I'm working through Rotman (1994). It's the 2nd chapter where my curiosity lead me to a question that is not from the book. Here's the problem that inspired the question:
2.8. Imbed $S_n$ as a subgroup of $A_{n+2}$, but show, for $n\ge2$, that $S_n$ cannot be imbedded in $A_{n+1}.$
Since the alternate subgroup has the property of even parity, I thought that a little investigation of parity for the second and third symmetric groups was in order. So I constructed a table for each of them, grouped by even and odd number of disjoint products.
I'll forego writing the actual table and simply provide the answers. In symmetric groups with an even idegree, two even permutations come together under composition to produce an even permutation. Two odds also make an even. Two different parities produce odd elements.
When the symmetric group has an odd degree, e.g. $S_3$, two odds make an odd, two evens make an odd, and two different parities make an even element. Exactly the opposite results from the symmetric groups with even index.

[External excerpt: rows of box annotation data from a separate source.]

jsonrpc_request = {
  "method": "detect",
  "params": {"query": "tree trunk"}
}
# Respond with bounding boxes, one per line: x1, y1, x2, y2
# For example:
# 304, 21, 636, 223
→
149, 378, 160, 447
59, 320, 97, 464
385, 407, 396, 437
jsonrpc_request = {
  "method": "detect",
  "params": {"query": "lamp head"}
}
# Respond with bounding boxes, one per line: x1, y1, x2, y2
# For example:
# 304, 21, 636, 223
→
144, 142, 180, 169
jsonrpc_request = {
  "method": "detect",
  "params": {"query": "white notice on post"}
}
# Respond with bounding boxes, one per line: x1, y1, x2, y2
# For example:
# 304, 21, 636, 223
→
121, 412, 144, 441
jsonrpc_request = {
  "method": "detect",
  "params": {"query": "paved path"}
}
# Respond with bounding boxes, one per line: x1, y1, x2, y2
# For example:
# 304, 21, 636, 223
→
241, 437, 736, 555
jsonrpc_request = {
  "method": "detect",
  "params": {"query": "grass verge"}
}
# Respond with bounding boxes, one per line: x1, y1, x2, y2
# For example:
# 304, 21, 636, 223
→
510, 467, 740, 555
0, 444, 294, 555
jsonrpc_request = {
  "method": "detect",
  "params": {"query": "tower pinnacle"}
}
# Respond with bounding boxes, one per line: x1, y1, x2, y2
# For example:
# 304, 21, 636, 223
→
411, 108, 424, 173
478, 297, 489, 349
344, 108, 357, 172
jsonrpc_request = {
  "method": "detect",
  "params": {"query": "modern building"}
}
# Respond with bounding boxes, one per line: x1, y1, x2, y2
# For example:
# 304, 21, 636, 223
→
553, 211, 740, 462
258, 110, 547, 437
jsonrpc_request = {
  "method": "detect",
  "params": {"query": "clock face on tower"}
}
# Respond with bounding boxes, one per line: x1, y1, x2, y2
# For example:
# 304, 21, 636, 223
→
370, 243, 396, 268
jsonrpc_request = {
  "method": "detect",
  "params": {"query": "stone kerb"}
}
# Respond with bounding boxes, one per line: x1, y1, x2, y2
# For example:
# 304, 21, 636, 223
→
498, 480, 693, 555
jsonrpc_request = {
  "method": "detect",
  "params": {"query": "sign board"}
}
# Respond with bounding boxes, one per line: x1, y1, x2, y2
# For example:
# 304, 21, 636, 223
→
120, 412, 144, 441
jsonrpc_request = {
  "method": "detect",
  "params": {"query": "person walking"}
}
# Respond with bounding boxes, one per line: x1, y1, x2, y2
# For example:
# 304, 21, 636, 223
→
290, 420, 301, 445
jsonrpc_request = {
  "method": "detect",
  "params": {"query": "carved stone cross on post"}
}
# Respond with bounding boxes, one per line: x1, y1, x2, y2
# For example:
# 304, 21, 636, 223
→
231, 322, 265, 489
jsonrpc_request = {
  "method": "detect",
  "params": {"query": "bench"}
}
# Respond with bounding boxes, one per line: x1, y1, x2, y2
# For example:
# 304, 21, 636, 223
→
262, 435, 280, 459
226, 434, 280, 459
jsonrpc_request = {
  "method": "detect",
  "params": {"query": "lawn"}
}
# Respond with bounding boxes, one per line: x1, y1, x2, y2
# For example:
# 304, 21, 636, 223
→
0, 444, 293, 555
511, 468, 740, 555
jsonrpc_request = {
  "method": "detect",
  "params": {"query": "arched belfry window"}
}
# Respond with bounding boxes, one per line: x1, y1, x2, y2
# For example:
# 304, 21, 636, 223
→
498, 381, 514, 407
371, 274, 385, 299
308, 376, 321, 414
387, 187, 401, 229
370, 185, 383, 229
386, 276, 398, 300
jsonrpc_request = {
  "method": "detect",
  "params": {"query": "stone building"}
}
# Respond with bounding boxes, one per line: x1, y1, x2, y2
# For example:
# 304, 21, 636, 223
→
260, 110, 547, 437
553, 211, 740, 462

Two questions: is this enough to prove the $A_{n+1}$ case? And can this be generalized modulo 2 e.g. $A_{2n+1}$?
Best Answer
I don't think you understand even and odd permutations. Odd * odd or even * even is even, odd * even or even * odd is odd. It doesn't matter what $n$ is.
You can embed $S_n$ in $A_{n+2}$ by the map $f$ where $f(\sigma) = \sigma$ if $\sigma$ is even and $f(\sigma) = \sigma \cdot (n+1,n+2)$ if $\sigma$ is odd.